My sons sneak onto Facebook during the day in between hoemschool lessons or when they think I'm not looking. They like watching stuff on YouTube, silly things. I also recently found my older son snuck onto Netflix on his laptop to watch a movie during the day (this violates the no TV during the day rule).
For Christmas my kids were given Kindle Fires by their grandmother. Instead of using them primarily for ebook or emagazine reading they use them to play stupid free app games. This is the first real time they have had access to play a handheld portable video game. This larger screen is not as taxing on the eyes so we don't have the issue with the eye tracking problem that the behavioral optometrist warned me about. That doesn't mean I like the playing of the stupid games. I am unsure how sitting and watching video clips on YouTube on a laptop is different from banning real TV watching during the day. I am not sure if still banning the xBox360 during the weekdays is any different than letting them play Angry Birds or some other nonsense.
So the house is more quiet, what with kids either busy doing lessons or with them with headphones or earbuds in listening to their math in peace or watching a YouTube video of someone playing Skyrim.
On the other hand we talk a lot here with each other having real conversations. I am here and available. We have open communication. You would not believe some of the things we discuss, probably they would make some of your hair turn gray. I think it's better to answer their questions than to dodge them and keep them ignorant. We have mature discussions. Recent topics included using over the counter cold remedy drugs to get high, making me explain yet again why women bleed once a month, what rape really is, what to do if your friends offer you drugs, if sex makes babies and sex is for after marriage how can some teens get pregnant, and exactly what are genital warts like? We also discuss current events such as the shooting by an alleged bullying victim in a high school, a criticism of one of the Republican candidates that's hot news today or about a celebrity in the news who did something stupid and got arrested. We talk about song lyrics in pop music that they heard and we talk about the meaning of a song that to me is clearly about depression and suicide.

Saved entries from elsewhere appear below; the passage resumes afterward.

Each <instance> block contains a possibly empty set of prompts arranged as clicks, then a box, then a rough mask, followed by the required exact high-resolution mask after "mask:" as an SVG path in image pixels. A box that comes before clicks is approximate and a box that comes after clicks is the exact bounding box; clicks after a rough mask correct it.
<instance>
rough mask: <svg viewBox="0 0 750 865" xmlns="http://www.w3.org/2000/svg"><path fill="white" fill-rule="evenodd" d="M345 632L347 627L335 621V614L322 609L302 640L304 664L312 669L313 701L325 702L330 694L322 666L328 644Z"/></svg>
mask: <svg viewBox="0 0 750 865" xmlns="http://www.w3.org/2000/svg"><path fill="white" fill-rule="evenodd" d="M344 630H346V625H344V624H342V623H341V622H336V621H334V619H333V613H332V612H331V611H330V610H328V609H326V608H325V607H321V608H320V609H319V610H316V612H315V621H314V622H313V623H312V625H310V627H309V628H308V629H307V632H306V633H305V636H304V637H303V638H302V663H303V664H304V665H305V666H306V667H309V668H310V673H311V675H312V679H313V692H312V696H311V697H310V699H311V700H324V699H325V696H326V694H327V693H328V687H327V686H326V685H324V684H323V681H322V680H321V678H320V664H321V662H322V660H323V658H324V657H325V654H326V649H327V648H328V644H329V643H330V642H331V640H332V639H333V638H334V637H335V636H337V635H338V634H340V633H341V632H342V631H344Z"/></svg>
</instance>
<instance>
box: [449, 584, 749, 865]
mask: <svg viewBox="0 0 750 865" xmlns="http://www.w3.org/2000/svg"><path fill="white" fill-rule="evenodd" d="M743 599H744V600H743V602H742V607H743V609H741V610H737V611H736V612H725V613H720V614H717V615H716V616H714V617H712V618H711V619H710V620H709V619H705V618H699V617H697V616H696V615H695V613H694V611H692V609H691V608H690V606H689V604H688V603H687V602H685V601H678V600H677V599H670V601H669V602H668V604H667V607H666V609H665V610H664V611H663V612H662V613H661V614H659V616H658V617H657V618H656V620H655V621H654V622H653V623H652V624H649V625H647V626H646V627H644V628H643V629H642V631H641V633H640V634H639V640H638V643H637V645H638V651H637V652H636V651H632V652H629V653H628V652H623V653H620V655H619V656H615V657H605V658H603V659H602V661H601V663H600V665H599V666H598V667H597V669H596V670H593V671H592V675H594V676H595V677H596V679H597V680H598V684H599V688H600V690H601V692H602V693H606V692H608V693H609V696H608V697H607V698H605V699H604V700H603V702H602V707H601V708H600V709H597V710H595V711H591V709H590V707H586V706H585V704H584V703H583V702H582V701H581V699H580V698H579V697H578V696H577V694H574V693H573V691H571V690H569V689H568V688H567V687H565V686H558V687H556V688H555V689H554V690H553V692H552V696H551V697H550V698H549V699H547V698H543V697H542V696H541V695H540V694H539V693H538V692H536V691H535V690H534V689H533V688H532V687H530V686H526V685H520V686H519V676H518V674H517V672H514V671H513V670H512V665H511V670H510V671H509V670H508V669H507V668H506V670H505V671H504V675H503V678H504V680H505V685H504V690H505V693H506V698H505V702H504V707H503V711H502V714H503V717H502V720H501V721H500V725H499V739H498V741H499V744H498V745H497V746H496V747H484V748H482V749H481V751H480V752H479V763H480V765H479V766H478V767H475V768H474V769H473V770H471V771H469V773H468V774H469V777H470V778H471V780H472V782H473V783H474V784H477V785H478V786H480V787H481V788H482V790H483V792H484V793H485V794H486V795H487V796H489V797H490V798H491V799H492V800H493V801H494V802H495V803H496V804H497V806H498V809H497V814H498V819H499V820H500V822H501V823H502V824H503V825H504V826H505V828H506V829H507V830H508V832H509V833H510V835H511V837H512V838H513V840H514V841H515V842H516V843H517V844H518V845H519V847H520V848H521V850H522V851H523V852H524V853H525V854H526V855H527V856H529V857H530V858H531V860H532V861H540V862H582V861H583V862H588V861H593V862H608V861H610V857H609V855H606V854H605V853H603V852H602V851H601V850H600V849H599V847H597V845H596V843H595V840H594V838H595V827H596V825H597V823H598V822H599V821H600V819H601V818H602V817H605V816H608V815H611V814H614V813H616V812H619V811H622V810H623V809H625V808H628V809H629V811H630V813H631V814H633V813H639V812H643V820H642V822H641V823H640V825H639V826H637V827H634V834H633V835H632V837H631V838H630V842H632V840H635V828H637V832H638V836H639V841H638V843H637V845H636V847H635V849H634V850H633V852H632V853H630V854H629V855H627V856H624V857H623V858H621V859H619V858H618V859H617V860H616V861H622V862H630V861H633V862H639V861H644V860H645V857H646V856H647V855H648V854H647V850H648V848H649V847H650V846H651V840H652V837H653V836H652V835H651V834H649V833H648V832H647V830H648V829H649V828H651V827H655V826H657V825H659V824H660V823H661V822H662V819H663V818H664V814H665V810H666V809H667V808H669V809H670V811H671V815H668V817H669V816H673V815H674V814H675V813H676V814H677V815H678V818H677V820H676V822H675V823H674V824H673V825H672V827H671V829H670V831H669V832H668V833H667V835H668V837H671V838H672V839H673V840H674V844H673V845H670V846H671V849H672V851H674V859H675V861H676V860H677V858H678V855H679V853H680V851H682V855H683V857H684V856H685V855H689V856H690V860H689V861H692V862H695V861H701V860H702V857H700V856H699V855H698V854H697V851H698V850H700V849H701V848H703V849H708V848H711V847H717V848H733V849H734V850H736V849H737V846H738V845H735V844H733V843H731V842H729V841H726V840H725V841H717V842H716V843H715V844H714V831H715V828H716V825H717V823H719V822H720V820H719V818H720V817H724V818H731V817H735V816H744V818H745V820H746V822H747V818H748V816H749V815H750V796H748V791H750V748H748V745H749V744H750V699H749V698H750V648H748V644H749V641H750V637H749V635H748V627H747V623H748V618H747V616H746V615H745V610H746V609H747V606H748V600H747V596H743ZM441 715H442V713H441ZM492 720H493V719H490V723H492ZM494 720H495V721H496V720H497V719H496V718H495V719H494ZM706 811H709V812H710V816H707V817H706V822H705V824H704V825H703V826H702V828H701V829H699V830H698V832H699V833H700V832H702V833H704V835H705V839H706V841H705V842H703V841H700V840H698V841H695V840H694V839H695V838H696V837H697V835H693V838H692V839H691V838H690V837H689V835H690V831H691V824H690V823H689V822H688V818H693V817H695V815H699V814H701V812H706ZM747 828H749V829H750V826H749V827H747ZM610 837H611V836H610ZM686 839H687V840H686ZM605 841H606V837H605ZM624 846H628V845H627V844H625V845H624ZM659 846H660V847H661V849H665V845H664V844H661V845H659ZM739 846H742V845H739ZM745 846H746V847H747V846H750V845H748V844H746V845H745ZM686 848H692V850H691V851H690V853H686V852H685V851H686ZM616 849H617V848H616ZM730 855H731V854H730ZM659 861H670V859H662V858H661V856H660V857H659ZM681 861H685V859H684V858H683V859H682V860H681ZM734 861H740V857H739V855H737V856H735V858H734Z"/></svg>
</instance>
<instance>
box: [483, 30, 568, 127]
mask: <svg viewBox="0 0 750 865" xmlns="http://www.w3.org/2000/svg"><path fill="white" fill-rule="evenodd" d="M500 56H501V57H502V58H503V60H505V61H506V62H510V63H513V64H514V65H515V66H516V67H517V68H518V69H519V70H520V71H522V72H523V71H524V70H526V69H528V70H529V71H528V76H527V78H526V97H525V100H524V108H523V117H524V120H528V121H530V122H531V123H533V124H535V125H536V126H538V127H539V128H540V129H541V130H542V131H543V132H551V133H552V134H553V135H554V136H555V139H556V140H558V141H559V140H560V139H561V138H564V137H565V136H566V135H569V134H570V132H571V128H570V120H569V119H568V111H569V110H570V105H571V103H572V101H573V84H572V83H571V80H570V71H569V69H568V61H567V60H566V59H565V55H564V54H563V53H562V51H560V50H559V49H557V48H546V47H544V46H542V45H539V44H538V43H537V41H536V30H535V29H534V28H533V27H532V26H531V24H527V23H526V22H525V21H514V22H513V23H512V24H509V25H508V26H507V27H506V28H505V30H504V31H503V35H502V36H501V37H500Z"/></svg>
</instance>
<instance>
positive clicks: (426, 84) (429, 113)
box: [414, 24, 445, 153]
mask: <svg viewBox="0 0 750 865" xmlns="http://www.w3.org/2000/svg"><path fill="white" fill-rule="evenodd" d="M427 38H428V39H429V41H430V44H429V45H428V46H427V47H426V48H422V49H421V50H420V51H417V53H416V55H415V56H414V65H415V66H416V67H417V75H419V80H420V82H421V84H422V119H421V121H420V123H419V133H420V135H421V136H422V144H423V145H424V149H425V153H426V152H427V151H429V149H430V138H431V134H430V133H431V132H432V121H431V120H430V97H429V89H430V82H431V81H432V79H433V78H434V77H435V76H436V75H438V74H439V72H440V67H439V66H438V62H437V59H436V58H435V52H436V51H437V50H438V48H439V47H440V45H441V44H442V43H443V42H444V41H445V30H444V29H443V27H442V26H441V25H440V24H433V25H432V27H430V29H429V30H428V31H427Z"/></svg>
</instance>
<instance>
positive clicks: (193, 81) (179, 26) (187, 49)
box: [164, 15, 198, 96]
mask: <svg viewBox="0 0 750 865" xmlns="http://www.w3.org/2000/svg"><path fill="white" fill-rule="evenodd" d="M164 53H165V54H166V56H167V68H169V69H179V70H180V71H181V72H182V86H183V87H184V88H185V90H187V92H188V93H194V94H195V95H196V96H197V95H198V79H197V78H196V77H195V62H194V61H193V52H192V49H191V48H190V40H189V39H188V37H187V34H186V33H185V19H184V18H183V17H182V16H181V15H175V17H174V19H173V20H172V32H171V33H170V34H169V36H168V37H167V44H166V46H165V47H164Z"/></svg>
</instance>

We are still in a transitional state from the move. The Connecticut real estate market remains in the crapper and our house is still for sale. The bulk of the money my husband earns pays that mortgage and the utilities. Then we have the rent and utilities and storage unit fees for the Texas residence. I have battles to do, multiple problems a week with the sale of the Connecticut house. This is in between me juggling maintenance duties on the Connecticut house and dealing with what's breaking in this rental property. Who knows when that house will sell, when we will bid on a house here and when the next move will take place!
Yes, homeschooling kids who are in grades nine and six is a really different thing from the days of meeting the homeschoolers in the park for loud games of light saber battles. It's no longer hours spend immersed surrounded by LEGO and making food together from scratch when the kids wanted to help me do every single litte thing. I have to beg them to help me now or tell them to cook what they want for themselves if they reject the good meal I'm cooking for the family.
Life is good but is is different now! My kids are growing up and getting more and more independent.